Your patient became markedly restricted or blind, or the life-sustaining therapy began -

(answer) 2001, 10

Diagnosis

Legally blind

Dementia

As a qualified person, I certify that to the best of my knowledge the information given in Part B is correct and complete.

Dr. Irene C. Bergh

[25]     Based on the testimony of Barbara Goertzen and the other evidence submitted, Hawthorn Park would qualify as an "institution or other place" as referred to in paragraph 118.2(2)(e) of the Act.

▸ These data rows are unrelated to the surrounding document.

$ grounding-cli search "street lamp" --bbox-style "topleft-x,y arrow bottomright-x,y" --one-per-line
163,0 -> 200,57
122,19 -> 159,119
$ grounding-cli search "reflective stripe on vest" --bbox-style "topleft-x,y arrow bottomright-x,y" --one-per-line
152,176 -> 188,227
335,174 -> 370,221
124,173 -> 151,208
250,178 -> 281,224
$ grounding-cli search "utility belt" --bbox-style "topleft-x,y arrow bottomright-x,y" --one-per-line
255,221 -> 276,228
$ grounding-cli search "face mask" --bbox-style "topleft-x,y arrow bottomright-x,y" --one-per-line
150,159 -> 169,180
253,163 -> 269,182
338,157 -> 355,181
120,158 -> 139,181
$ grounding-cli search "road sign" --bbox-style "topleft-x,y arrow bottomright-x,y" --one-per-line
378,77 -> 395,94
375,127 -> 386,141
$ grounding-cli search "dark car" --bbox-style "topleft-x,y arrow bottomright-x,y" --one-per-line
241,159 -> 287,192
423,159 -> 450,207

[26]     In determining whether paragraph 118.2(2)(e) would be applicable I have considered the following Court decisions:

1.        Dungan v. R., [2003] 3 C.T.C. 2156 ["Dungan"], is a case on point with an almost identical fact pattern. In that case the taxpayer lived in a facility that was not a licenced nursing home. The taxpayer claimed a non-refundable medical expense credit for $26,009.00, the amount paid to the facility over one taxation year. The Court referred the assessment back to the Minister for reassessment based on the finding that the amount in question was a medical expense within the meaning of paragraph 118.2(2)(e) of the Income Tax Act. In coming to its conclusion the Court stated, at paragraph 12:

12.        In Title Estate v. R., the Minister denied the deceased Appellant the deduction of $71,361.60, which had been paid by the Appellant in respect of his stay in an uncertified nursing home. The estate of the Appellant appealed to the Tax Court of Canada. Judge Bell allowed the appeal by focusing on the requirements of paragraph 118.2(2)(e) of the Act. One of the requirements present in paragraph 118.2(2)(e) is the certification that the Appellant requires the assistance offered by the institution. Judge Bell concluded that the letter by the Appellant's physician stating "This person requires supervised setting since January 31, 1995 due to medical illness. This person requires a 24-hour companion." was sufficient to meet this requirement. However, the Federal Court of Appeal overturned the decision of the Tax Court. Sharlow J.A., speaking for the Federal Court of Appeal, stated:

In our view, a certificate under paragraph 118.2(2)(e) must at least specify the mental or physical handicap from which the patient suffers, and the equipment, facilities or personnel that the patient requires in order to obtain the care or training needed to deal with the handicap. The certificates in this case are simply too vague to meet that requirement.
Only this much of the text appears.